Just saw a Detroit Public School teacher on TV answer the question, “Why did you decide to teach”? with: “Well, I decided to teach because I was working as a job coach to help women come from welfare into the work force but the women were turning down premium job leads so I said that I had to find out what happened; they were comfortable with being on welfare, their Moms were on welfare, their grandmothers were on welfare, it was a cycle that had to be broken so I said that I had to get into the teaching system and teach girls when they are young so that I can help break that cycle.” Impossible; Welfare can't be comfortable can it?
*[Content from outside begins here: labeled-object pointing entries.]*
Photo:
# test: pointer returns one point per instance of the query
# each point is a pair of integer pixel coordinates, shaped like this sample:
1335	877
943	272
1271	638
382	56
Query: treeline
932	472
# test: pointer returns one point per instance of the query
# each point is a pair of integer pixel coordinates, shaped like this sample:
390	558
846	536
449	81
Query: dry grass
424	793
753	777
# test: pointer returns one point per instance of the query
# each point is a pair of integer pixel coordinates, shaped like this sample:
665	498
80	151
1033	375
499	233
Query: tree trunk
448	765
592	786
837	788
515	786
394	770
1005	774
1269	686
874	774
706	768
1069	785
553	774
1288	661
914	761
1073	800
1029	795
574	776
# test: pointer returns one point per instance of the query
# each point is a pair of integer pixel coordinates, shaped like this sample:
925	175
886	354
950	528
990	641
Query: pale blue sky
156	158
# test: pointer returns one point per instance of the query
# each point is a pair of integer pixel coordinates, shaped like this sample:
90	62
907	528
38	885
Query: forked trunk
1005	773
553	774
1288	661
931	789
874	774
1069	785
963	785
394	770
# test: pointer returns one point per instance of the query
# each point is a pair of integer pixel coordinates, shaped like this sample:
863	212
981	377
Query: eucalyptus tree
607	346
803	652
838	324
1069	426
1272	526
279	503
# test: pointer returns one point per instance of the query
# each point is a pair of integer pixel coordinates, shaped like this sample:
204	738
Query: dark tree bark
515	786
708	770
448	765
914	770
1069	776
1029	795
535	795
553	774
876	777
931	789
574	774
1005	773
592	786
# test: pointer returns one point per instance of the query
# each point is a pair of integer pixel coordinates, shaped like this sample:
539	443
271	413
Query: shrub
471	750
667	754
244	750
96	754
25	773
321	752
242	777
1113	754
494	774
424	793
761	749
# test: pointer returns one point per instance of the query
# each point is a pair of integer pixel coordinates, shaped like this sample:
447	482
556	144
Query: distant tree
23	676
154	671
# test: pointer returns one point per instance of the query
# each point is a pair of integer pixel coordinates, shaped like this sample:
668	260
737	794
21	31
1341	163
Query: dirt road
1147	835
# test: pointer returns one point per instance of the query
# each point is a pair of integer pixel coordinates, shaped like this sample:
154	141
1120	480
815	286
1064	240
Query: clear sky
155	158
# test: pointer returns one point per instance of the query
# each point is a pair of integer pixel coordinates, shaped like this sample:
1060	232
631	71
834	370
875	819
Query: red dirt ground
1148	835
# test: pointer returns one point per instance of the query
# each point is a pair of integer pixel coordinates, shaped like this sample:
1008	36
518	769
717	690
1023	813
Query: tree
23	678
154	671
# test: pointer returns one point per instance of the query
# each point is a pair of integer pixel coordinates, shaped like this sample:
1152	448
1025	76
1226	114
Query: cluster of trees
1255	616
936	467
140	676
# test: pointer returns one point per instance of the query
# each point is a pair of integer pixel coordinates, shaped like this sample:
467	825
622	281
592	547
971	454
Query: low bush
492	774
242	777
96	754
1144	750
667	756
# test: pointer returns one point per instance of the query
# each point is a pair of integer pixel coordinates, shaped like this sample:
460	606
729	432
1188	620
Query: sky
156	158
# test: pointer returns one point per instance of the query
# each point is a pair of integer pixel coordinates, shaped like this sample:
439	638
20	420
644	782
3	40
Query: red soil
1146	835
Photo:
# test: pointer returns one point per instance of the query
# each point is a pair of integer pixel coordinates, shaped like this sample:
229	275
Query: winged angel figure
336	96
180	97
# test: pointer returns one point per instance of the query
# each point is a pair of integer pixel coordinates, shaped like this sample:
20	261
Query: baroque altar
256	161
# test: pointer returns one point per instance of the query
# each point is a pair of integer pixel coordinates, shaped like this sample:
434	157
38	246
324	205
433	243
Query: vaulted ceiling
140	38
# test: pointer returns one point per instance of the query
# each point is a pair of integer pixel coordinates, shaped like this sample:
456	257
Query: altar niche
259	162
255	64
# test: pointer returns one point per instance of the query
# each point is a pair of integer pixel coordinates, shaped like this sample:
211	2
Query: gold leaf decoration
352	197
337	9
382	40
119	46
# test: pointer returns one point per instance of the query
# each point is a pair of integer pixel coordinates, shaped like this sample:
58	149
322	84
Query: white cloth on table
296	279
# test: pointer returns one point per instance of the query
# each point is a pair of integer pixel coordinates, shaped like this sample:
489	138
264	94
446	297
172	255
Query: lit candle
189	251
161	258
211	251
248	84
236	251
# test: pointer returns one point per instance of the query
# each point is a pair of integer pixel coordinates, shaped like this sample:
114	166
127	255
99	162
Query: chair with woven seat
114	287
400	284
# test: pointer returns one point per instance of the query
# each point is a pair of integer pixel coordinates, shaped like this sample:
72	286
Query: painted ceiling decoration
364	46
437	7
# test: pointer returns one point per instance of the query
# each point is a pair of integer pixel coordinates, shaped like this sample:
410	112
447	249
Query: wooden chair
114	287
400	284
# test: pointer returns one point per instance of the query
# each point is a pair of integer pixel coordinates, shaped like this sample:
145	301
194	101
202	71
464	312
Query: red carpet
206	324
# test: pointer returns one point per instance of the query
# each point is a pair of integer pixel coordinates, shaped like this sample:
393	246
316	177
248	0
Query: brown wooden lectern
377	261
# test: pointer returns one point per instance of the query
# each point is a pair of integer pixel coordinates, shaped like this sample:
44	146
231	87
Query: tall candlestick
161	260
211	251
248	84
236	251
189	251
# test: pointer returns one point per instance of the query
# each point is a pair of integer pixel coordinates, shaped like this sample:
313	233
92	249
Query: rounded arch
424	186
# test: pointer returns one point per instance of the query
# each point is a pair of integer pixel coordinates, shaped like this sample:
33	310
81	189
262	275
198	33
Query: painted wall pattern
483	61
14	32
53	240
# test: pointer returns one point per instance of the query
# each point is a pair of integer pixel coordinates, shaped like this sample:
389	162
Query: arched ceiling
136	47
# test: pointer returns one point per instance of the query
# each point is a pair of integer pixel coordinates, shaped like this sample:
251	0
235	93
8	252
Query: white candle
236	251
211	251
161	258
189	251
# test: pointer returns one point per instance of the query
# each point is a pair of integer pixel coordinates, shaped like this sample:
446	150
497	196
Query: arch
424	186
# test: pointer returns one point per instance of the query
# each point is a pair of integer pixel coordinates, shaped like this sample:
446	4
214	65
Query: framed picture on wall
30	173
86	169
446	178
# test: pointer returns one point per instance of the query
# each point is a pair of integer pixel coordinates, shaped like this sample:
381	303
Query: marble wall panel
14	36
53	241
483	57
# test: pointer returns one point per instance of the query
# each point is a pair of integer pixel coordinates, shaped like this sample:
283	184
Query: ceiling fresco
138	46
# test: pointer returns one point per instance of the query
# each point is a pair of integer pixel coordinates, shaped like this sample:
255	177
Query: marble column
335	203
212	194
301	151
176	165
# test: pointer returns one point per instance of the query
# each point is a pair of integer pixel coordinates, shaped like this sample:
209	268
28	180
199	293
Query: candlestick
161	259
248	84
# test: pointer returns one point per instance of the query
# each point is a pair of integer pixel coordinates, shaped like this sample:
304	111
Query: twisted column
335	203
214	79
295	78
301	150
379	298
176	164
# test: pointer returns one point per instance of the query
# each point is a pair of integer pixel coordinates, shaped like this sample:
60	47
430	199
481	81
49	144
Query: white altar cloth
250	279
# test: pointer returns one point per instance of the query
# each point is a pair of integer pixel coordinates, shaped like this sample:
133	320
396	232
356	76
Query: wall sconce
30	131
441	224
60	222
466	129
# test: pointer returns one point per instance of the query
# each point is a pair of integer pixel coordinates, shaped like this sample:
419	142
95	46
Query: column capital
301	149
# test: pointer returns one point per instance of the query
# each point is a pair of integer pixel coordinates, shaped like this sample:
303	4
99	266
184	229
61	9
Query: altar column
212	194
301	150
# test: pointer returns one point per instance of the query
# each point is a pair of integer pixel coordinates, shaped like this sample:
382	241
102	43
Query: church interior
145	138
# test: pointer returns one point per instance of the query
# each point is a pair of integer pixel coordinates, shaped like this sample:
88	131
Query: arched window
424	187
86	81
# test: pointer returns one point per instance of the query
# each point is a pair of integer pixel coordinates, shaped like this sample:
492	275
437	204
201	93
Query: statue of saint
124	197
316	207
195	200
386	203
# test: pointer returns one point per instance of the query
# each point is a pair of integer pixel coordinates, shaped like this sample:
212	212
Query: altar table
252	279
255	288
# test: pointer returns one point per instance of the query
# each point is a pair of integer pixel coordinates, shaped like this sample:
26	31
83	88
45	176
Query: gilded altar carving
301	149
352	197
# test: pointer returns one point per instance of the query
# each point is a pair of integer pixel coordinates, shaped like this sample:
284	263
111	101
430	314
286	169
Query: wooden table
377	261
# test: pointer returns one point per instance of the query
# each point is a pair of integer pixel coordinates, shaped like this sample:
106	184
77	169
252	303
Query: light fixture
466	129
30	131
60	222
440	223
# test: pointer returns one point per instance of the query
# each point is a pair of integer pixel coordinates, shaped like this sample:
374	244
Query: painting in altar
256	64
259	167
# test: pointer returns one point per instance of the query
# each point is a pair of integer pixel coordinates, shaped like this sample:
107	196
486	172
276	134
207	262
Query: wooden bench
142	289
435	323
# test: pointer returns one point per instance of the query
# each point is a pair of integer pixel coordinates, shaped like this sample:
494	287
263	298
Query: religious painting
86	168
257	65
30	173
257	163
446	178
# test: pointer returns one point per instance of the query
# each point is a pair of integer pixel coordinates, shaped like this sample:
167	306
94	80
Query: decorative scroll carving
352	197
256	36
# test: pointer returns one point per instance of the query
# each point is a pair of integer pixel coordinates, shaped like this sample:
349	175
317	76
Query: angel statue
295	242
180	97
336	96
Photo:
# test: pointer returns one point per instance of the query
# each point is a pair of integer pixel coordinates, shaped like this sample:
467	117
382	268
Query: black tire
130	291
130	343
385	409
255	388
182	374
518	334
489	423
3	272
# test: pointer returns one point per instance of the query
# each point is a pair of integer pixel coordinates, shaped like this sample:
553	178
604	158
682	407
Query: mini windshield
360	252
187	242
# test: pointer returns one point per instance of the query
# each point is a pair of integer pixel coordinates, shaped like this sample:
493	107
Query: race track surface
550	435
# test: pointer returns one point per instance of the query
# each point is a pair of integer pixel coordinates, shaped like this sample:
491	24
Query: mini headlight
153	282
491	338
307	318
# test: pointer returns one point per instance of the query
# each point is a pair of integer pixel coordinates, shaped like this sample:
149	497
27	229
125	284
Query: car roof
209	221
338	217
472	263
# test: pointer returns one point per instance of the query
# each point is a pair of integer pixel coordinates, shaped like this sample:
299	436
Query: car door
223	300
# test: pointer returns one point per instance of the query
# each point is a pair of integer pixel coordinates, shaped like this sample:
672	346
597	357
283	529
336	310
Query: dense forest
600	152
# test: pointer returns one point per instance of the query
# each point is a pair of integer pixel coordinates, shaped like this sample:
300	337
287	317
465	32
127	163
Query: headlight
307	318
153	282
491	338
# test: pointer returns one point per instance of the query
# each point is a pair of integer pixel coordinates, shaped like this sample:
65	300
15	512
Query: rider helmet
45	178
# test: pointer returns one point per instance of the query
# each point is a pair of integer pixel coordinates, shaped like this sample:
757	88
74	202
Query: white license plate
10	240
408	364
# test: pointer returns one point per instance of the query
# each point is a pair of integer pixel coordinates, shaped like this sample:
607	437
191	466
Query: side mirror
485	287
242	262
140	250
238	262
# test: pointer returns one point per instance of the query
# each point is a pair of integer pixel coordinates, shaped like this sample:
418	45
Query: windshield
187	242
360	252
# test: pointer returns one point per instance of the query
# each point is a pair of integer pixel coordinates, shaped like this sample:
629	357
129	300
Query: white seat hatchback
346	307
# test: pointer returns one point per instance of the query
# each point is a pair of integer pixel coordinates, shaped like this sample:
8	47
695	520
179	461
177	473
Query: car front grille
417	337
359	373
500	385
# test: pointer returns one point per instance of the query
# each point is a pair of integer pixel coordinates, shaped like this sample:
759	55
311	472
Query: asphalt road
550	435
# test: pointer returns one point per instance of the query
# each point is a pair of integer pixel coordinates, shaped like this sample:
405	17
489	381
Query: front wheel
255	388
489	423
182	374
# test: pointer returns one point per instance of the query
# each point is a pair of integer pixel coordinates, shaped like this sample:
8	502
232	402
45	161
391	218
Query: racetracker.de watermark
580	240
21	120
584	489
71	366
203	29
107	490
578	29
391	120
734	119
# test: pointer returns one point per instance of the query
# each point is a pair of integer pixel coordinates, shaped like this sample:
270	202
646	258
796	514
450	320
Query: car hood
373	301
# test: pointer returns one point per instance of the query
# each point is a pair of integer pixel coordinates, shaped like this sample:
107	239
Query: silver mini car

“I am for doing good to the poor, but...I think the best way of doing good to the poor, is not making them easy in poverty, but leading or driving them out of it. I observed...that the more public provisions were made for the poor, the less they provided for themselves, and of course became poorer. And, on the contrary, the less was done for them, the more they did for themselves, and became richer.” Benjamin Franklin
Considering the number of people on welfare has been shrinking over the last 20 years, I am not sure how serious of a concern this is. Unless one counts retirees and veteran pensions as "welfare."
The labor participation rate is at 1970's levels and what's being done with disability should be criminal.
I assume this isn't serious. Welfare might be something specific to you, bit only semantics has reduced anything.
I'd really like to read where you got that from. I'm not calling b/s, but I'm saying it doesn't feel like it. When I watch about 5 out of 10 people pay for food with a USA flag card or the checks or whatever they use, maybe vouchers?
Guilty as charged. Welfare is something specific. Not just to me, but anyone who likes words to have meaning.
How come they count households with anyone receiving gov benefits (like say grandma, or a wounded veteran, etc) as everyone in the household, but only workers and not everyone in the full time worker's house? Sorry, those numbers are meaningless. Look up the raw numbers and you'll see what I mean. The Census gave those numbers as households which were then extrapolated into "people in those households." Yet Fox "News" didn't give the same treatment to the number of full time workers.
The numbers I provide don't include social security, but that is a pay role tax on the front end and welfare at the back end.